According to the competition page, we are evaluated on the following metrics:
- Number of laps
- Lap Time
- Number of resets to the start line
- Number of objects avoided
But I have found that amongst the agents that I have trained the faster agents (following the racing line) get scored much lower than the agents which go as slow as possible on the centerline. This observation has been consistent with all my evaluations.
Also the numbers which I see on the scoreboard are very close to the mean rewards my agents get across multiple runs. Is the scoreboard currently reflecting the mean rewards our agents are accumulating across multiple runs? Could the exact formula for calculating the score be revealed?
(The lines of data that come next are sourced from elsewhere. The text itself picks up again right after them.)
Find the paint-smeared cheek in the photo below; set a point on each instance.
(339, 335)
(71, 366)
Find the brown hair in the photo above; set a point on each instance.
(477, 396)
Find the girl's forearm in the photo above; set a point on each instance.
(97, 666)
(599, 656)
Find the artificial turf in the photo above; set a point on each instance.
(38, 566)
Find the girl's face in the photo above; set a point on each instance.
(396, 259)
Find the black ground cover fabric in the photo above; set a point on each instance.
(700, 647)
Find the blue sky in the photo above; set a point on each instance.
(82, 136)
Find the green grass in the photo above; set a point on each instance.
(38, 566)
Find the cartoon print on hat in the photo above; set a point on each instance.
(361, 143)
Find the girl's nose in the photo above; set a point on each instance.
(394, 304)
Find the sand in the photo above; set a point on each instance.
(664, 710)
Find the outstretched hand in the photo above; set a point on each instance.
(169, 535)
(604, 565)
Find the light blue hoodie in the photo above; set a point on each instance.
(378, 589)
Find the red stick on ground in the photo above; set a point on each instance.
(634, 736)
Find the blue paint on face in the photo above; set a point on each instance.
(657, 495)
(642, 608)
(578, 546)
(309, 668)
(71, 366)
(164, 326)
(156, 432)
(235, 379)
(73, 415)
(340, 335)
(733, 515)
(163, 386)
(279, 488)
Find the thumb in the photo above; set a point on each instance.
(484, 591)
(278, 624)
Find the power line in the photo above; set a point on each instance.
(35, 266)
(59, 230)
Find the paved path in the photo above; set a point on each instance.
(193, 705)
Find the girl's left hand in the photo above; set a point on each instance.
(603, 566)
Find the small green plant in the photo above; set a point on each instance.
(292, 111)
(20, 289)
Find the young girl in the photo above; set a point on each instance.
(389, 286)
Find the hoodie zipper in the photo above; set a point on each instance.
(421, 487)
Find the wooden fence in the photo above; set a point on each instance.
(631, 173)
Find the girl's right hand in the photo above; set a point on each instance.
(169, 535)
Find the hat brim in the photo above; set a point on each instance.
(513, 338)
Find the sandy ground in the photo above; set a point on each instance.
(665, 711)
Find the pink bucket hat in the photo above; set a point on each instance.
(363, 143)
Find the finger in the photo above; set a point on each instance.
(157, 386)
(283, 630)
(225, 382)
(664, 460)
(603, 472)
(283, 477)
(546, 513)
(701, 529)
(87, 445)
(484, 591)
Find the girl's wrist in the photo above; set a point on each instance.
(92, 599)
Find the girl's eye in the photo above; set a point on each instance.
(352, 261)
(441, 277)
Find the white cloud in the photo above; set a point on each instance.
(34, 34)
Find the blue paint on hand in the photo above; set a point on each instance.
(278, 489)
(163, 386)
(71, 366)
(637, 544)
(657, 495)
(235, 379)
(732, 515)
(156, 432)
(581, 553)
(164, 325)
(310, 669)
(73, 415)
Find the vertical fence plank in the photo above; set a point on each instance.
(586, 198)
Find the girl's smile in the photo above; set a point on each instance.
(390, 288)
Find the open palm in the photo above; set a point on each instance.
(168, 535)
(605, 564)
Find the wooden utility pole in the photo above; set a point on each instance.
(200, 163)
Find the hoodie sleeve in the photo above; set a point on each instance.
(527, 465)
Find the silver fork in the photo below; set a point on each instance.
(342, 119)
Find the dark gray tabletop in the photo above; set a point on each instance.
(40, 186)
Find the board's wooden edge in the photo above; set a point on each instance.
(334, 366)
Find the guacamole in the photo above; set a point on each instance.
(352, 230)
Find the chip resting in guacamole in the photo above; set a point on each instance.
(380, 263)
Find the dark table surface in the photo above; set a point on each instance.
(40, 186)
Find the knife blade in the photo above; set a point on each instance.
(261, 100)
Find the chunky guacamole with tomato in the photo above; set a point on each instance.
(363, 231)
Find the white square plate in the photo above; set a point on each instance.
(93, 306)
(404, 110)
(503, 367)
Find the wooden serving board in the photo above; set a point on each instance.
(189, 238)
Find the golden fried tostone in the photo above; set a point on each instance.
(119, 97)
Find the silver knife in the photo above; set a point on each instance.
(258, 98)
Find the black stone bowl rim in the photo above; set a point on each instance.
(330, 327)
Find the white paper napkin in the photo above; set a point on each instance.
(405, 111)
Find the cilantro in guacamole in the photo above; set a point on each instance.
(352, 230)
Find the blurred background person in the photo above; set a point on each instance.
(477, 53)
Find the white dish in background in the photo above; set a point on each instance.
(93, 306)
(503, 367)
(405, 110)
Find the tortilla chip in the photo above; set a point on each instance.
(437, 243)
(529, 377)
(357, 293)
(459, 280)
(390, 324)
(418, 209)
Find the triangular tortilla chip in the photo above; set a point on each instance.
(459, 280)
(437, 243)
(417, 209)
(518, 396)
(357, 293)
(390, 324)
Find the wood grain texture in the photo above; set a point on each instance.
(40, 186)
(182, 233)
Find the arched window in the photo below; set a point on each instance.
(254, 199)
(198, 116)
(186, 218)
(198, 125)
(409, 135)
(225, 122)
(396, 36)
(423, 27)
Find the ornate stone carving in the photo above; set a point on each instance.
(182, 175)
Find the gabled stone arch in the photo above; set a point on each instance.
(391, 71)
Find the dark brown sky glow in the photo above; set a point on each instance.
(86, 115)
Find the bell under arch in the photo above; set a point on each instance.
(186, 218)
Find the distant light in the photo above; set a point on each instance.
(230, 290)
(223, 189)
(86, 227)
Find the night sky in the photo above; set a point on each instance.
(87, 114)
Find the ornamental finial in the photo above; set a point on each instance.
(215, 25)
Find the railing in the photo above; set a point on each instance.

Is this a bug or am I missing something here?
No bug… I have same problem. It seems the score function on board round2 is diff from the round1.
Sorry I missed reply to this this post earlier.
The reward function for both the rounds is staying close to the center, this is a proxy reward but its good enough as the action space does not allow stopping. The score on the simulation leaderboard is indeed the mean cumulative reward over multiple episodes. The maximum possible reward in both rounds may vary as the tracks are different.
But the main idea of the competition is the sim2real transfer and the formula for the real track is based on waypoints crossed and time. The final prizes are based on the real track leaderboard and a small weightage on the simulation scores. I’ll make a separate post to clarify the formula for the real track.